The £70bn investment figure is equivalent to just £50 per Northener per year, and yet it could have a “transformational impact” on the regions involved, according to the director of the Northern Powerhouse Partnership.
Henri Murison explained: “The Strategic Transport Plan is a welcome first step to the investment of up to £120bn to truly deliver the transformational impact on the Northern Powerhouse economy that we so badly need.”
The programme’s centrepiece is Northern Powerhouse Rail – the proposed fast rail line linking Liverpool to Manchester and Newcastle.
But it will also see cash pumped into schemes involving upgraded and new major roads, improvements to the existing rail network and the ongoing introduction of smart ticketing.
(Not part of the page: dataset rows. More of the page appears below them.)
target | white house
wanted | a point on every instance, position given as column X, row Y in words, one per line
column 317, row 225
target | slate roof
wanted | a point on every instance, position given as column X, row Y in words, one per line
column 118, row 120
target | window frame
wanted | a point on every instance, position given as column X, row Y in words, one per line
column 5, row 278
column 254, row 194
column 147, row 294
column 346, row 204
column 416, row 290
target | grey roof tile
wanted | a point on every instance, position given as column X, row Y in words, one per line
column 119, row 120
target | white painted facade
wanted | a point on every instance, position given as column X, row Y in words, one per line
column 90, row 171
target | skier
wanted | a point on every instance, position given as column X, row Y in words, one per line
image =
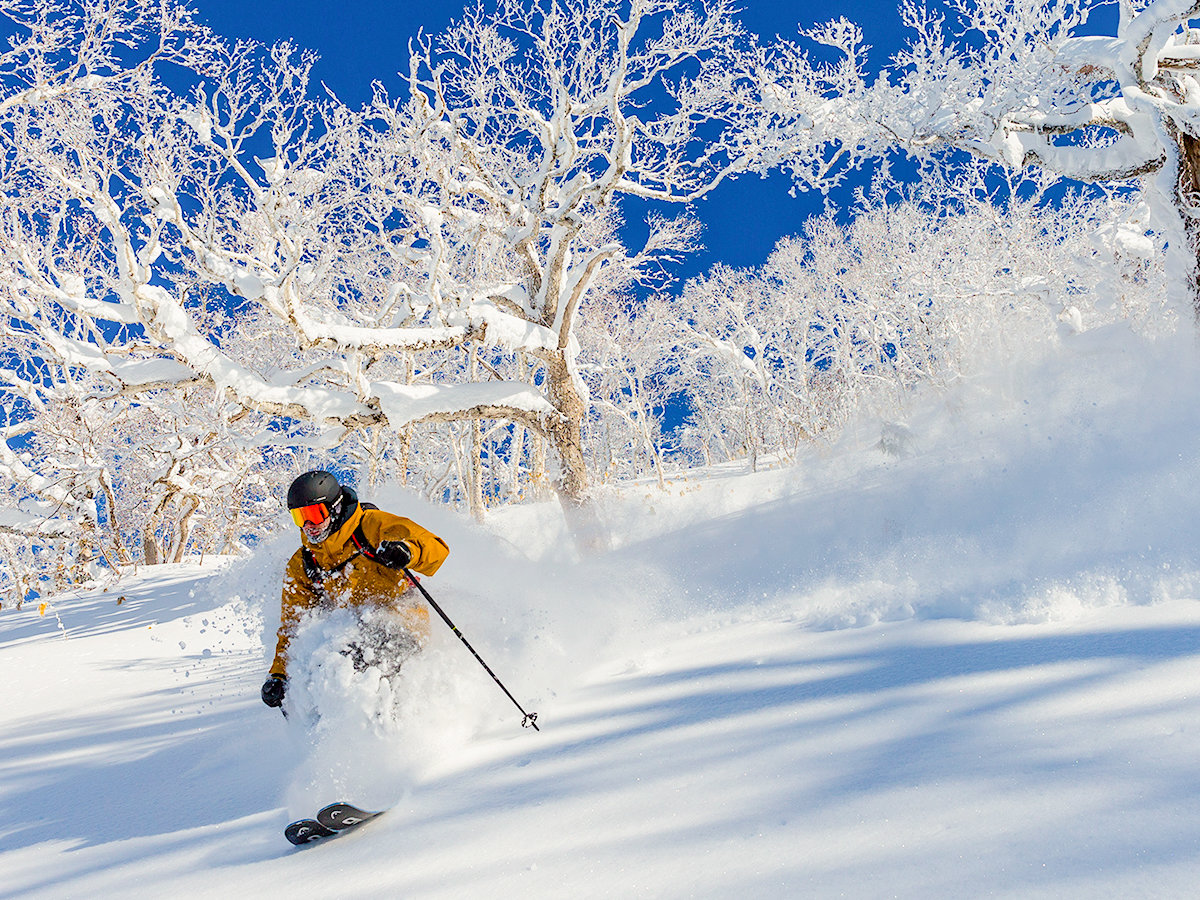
column 354, row 556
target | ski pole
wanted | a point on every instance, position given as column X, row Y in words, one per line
column 531, row 719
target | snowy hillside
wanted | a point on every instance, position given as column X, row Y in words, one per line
column 957, row 661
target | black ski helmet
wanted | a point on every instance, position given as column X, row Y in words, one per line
column 316, row 486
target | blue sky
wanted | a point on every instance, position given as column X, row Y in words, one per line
column 360, row 41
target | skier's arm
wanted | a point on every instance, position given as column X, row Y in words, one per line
column 427, row 550
column 298, row 593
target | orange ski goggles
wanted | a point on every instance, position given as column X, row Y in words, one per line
column 316, row 514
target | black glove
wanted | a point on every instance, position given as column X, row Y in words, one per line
column 274, row 689
column 395, row 555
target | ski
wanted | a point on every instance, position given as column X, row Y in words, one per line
column 330, row 821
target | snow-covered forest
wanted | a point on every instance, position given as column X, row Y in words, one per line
column 865, row 569
column 216, row 274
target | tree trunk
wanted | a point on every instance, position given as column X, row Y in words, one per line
column 1188, row 203
column 567, row 435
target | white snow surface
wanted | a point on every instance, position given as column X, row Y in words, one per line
column 961, row 667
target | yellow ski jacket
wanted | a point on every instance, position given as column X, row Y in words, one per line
column 343, row 576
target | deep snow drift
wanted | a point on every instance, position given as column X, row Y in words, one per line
column 963, row 666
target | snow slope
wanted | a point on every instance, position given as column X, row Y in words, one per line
column 964, row 667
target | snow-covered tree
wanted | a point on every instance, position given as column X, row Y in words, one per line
column 925, row 285
column 225, row 229
column 1024, row 83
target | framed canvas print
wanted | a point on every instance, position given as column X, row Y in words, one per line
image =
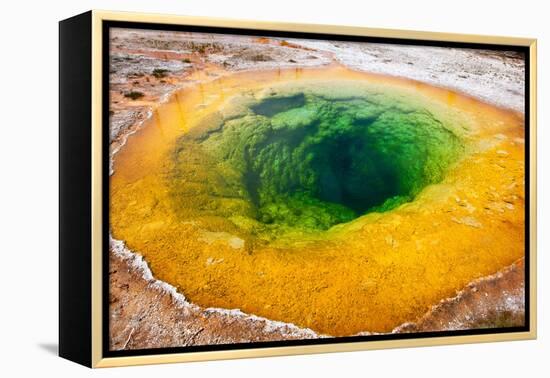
column 234, row 189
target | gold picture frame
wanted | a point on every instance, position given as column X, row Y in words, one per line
column 82, row 256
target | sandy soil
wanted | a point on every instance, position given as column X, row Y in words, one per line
column 148, row 313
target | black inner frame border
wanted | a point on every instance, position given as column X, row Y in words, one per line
column 106, row 25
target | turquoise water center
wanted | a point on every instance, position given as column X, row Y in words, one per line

Speaking further, Mr Murison said: “Lining up all the North’s airports to deliver the inward investment we will need in a post-Brexit world, with Manchester Airport giving connectivity equivalent to what Heathrow offers today, and connecting our ports to ensure freight moves as efficiently as possible, are significant priorities; the plan sets out the local improvements needed to make these a reality.”
The Northern Powerhouse Partnership director said the aim now, following the release of the Strategic Transport Plan, is to ensure Northern Powerhouse Rail – which he called the “jewel in the crown of Northern infrastructure improvements” – is approved.
It is also important, he said, that HS2 is brought to Leeds and Manchester.
Mr Murison continued: “These major projects are not simply about cutting journey times, increasing frequency or enhancing capacity. They will create the opportunities our young people need to secure the skilled jobs of the future needed to transform our economy and eradicate the North-South divide.”
TfN will consider the plan at a meeting in Chester on February 7.
If approved, it will be launched at the body’s inaugural conference in Sheffield on February 11, after which it will become TfN’s statutory advice to government.
Responding to the plan, Penny Marshall, director of the Institution of Civil Engineers’ Yorkshire and Humber arm, said: “It is essential that government and industry now work together to develop a clear, sustainable, long-term approach that takes account of local spatial planning, driven by population growth and changing employment patterns.
“We are particularly impressed with how Yorkshire has been catered for in the plan, including the improved links to Leeds-Bradford airport, the commitment to the improvements of the A1, and, of course, the proposed developments at existing rail facilities. This will surely be a huge win for the residents and businesses in the area.”